Film Review by Dean Duncan Mar 28, 2015

Children of Paradise gets all the credit, but why isn’t this considered the great celebration of the substance and insights and glorious consolations of French theatre? Henri-Georges Clouzot’s evocation of these spaces, this milieu, of the various stages and levels and theatrical crafts, is positively miraculous. That goes for the titular police address too, as well as all of the seeming peripherals (Jouvet’s Franco-African son!). Everything is so convincingly and authoritatively rendered! You’d expect that from France, of course, given Zola and naturalism and all. But just because it comes naturally, doesn’t mean it comes effortlessly. Really impressive, really admirable. (Same with the no end of crafty/artful cinematics going on.)
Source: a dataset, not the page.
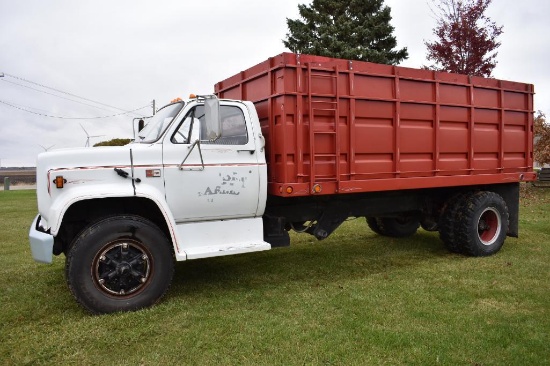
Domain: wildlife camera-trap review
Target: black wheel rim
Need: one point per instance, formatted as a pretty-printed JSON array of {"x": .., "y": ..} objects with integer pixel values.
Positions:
[{"x": 122, "y": 268}]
Everyone knows that Clouzot is cinema’s arch-misanthropist. (Watch the interview in Criterion’s supplemental feature strain to make him admit it.) And it may be there was some hanky panky on the set, in the cruel-and-unusual sense. But the actual fruits of his labours here are all and only luminous, loving, charity-ridden. With the exception of the eye-popping Charles Dullin/Georges Brignon—sometimes you need a villain to get things going, or so characters can enter into plot and reveal themselves (cf. Jules Barry in Renoir’s Crime of M. Lange)—there’s no end of affection and pity for these characters. They aren’t indulged, nor are they condemned, though they’re very often in the wrong. They’re who and where they are, and the film just accepts it.
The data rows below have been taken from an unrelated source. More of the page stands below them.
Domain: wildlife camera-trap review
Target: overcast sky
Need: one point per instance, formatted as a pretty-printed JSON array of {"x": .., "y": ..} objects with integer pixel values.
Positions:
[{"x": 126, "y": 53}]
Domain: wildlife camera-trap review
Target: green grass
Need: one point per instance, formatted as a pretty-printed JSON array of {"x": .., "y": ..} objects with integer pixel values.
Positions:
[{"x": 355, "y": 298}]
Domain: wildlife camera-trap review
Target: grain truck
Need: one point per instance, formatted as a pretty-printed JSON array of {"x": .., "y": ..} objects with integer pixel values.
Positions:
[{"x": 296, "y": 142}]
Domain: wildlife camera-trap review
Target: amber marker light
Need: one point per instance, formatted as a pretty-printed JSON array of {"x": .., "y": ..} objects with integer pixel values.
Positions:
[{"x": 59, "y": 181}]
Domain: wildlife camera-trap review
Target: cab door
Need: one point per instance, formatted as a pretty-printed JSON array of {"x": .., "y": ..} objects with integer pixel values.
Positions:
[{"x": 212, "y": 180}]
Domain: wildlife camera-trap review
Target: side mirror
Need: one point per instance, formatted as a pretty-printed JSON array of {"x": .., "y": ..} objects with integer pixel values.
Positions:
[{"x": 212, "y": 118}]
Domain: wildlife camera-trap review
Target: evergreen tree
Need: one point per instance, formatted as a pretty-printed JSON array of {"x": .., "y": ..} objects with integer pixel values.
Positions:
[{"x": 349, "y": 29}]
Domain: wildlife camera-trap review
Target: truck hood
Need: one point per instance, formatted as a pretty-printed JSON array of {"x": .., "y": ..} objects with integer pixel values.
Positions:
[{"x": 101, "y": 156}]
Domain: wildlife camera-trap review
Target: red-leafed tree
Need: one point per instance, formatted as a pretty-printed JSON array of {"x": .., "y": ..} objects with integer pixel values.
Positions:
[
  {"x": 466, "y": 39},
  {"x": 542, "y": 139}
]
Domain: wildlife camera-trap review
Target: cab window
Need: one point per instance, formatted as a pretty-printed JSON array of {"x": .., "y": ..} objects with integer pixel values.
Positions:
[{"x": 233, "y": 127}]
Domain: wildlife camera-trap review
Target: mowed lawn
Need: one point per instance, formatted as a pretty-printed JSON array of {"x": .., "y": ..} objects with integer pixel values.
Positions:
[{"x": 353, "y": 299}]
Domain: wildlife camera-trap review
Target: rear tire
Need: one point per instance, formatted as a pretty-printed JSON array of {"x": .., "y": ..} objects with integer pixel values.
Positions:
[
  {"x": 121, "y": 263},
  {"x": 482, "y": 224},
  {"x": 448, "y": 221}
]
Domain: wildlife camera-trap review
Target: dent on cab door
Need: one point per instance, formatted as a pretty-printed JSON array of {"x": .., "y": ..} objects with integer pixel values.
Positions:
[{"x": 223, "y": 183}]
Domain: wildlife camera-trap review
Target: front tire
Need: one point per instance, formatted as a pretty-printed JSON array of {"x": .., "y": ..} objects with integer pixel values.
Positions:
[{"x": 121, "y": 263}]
Why and how does this work? Inspector Antoine, as played by the furiously admirable Louis Jouvet, is the film’s moral compass. That means that he’s surrounded by/in the midst of a whole catalogue of good and bad and worse behaviour. France—he lives here. This also means that, a la Squire Allworthy in Tom Jones, the Inspector can punish the wrongdoing at the same time that he maintains a practically bottomless regard for the wrongdoer. His superb poverty-themed exchange with Jenny/Suzy suggests the sociological reasons for the wrong that people do. It’s France again—heredity and milieu, and which of us are above blame, or which of us could help it? But there’s more. Sorrow and loss have made this character compassionate. Sorrow and loss have proven that he won’t win, but also that he can’t quit. Whether this comes from Christ or Camus, it’s intensely and real-worldedly ethical.
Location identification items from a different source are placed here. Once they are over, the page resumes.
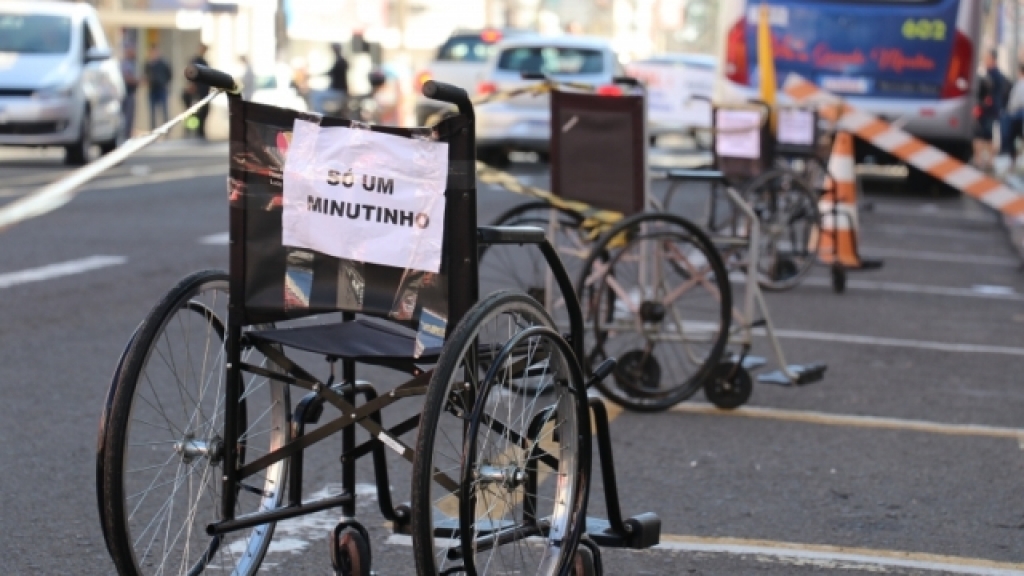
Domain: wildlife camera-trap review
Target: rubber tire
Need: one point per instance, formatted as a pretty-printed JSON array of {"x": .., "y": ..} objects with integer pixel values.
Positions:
[
  {"x": 78, "y": 153},
  {"x": 514, "y": 216},
  {"x": 740, "y": 386},
  {"x": 689, "y": 387},
  {"x": 127, "y": 378},
  {"x": 422, "y": 513},
  {"x": 353, "y": 550}
]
Let’s also add that Jouvet has a similarly, though complicatedly—kicking dead bodies and all—moral counterpart in all this, which is the insistently uncaricatured homosexual photographer Dora Monier. More French crassness? Not if you follow through on your activist or religious impulses, or have friends who have transgressed, or parent attentively. The Inspector’s tender farewell to this woman makes a connection across what would seem an unbridgeable gulf. “When it comes to women, we’ll never have a chance.” When you think of it this little theatrical homage, this gallic policier is also quite legitimately a Pilgrim’s Progress. In a Clouzot film? Well, it seems that God makes wine for weddings too, and just generally works in mysterious ways.